Analysten warnten am Dienstag, dass Trumps Wiederwahl Maßnahmen einleiten könnte, die Deutschlands wirtschaftliche Schwierigkeiten verschärfen würden.
„Es besteht kein Zweifel, dass Trump etwas gegen Deutschland unternehmen wird, da er sehr deutlich gemacht hat, dass er den deutschen Handelsüberschuss ins Visier nimmt. Das wird definitiv eine harte Zeit“, sagte Sander Tordoir, Chefökonom des Centre for European Reform (CER), gegenüber Euractiv.
Tordoir merkte jedoch an, dass Trumps Wiederwahl auch Beijing dazu bewegen könnte, nach engeren Beziehungen mit Brüssel zu suchen.
„Ich könnte mir vorstellen, dass die [Chinesen] sagen: ‚Hören Sie, wir werden keine [Vergeltungs-]Zölle auf Europa erheben‘“, sagte er. „Es wäre ein Zeichen des politischen Wohlwollens, um zu sehen, ob sie die Europäer ein wenig von den USA lösen können, was ein strategisches Spiel von ihnen wäre.“
Brzeski betonte, dass US-Zölle auf EU-Exporte ein großes Problem für Deutschland darstellen würden, da zehn Prozent der deutschen Exporte in die USA gehen – vier Prozentpunkte mehr als nach China.

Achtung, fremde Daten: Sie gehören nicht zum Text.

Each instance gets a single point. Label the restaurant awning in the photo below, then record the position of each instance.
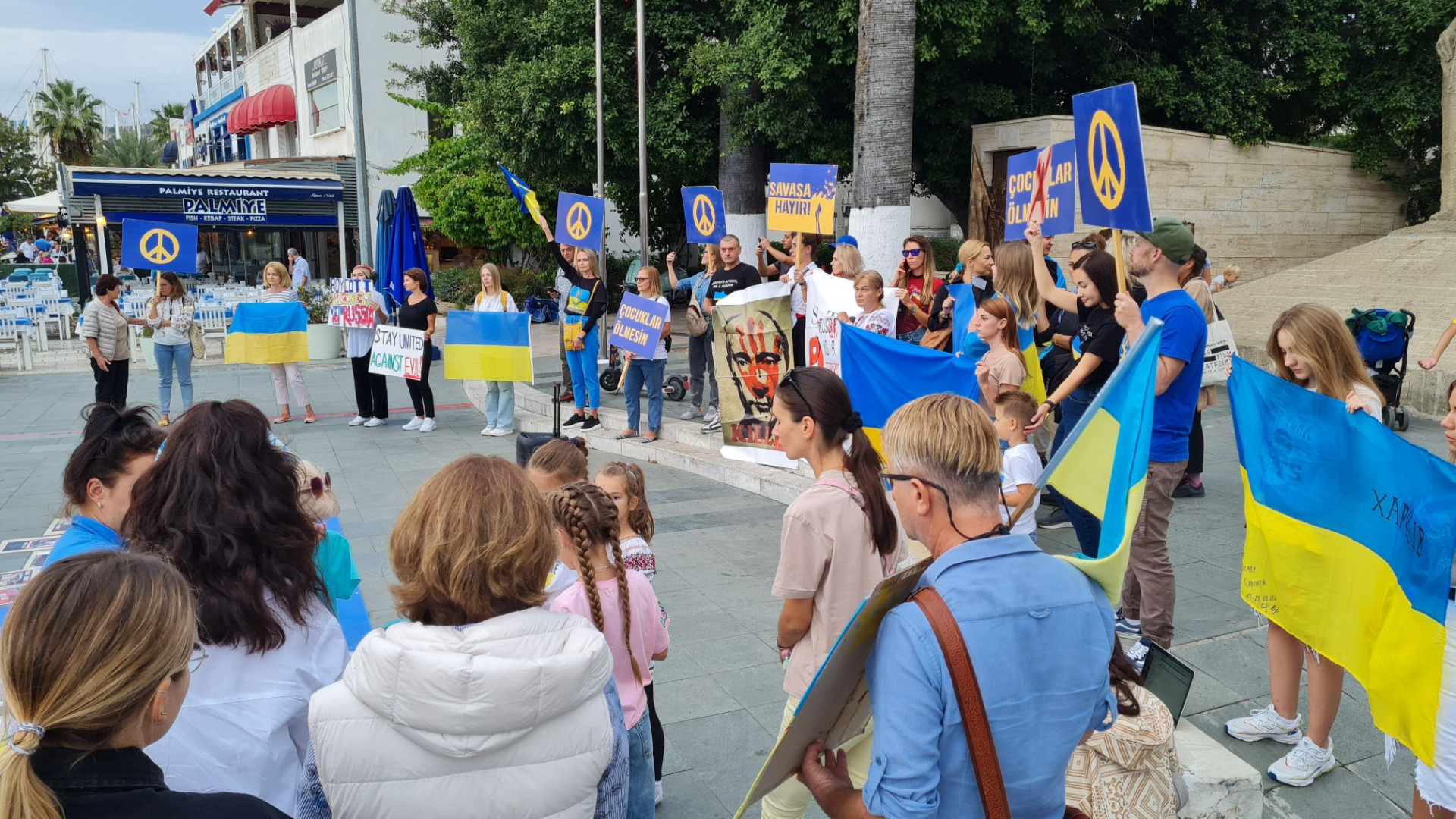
(271, 107)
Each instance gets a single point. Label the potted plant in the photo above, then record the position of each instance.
(325, 340)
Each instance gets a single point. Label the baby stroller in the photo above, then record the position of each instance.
(1383, 338)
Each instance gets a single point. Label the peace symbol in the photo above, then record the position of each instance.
(1109, 181)
(155, 245)
(579, 221)
(705, 218)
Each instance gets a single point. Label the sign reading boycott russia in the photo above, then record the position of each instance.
(159, 245)
(1111, 175)
(638, 325)
(801, 197)
(398, 352)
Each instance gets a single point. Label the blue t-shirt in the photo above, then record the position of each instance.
(1185, 331)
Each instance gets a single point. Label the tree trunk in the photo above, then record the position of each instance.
(884, 110)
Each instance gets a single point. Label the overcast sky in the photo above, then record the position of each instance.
(105, 46)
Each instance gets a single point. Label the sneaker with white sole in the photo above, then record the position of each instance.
(1304, 764)
(1266, 723)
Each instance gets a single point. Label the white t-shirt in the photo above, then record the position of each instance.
(1021, 465)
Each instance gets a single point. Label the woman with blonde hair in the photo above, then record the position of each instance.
(79, 719)
(481, 689)
(1310, 346)
(278, 287)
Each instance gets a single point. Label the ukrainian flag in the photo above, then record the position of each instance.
(1348, 548)
(488, 346)
(884, 375)
(267, 334)
(1103, 465)
(523, 194)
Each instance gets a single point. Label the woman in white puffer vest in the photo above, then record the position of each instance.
(484, 704)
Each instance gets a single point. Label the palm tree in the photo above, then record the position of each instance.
(128, 150)
(67, 117)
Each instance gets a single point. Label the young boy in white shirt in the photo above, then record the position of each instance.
(1021, 465)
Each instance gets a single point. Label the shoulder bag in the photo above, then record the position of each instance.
(973, 708)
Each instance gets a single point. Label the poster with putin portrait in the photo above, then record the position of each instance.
(753, 352)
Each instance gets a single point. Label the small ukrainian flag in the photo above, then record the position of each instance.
(267, 334)
(488, 346)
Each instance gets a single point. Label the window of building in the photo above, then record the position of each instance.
(325, 104)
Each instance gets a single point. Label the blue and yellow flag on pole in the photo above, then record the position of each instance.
(523, 194)
(1103, 465)
(267, 334)
(884, 375)
(488, 346)
(1348, 548)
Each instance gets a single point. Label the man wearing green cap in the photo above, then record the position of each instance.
(1153, 260)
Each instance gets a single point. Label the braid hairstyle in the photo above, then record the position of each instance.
(641, 518)
(588, 516)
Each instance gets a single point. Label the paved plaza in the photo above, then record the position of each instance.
(720, 692)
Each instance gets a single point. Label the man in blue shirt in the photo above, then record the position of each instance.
(1155, 259)
(1038, 632)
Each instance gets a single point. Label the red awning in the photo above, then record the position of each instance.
(271, 107)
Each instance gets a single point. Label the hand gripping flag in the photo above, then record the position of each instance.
(1348, 548)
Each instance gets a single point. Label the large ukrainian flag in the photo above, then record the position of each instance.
(1103, 465)
(1348, 548)
(488, 346)
(267, 334)
(884, 375)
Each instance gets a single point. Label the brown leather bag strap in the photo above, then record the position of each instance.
(968, 697)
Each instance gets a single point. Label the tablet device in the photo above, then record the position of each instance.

„Wenn neue Zölle kämen, kann man sich leicht vorstellen, dass diese auch für Autos gelten würden. Und das wäre ein harter Schlag, nicht nur für die europäische, sondern besonders für die deutsche Wirtschaft“, sagte er.
Branchenverbände teilen Befürchtungen
Europäische Branchenverbände warnen ebenfalls vor den möglichen Auswirkungen zukünftiger US- oder chinesischer Zölle auf die EU-Wirtschaft.
Der deutsche Automobilverband VDA hob die Bedeutung starker EU-USA-Wirtschaftsbeziehungen hervor und verwies darauf, dass im vergangenen Jahr mehr Autos von deutschen Herstellern lokal in den USA produziert wurden als aus Deutschland in die USA exportiert.
Unterdessen warnte die einflussreiche Lobbygruppe BusinessEurope, dass „zusätzliche Zölle auf EU-Exporte in die USA absolut schädlich“ für beide Seiten wären.
„Eine solche einseitige Maßnahme wäre eine Lose-Lose-Situation und könnte möglicherweise zu weiteren globalen Marktverzerrungen und einem Anstieg der Handelskonflikte führen“, sagte ein Sprecher gegenüber Euractiv.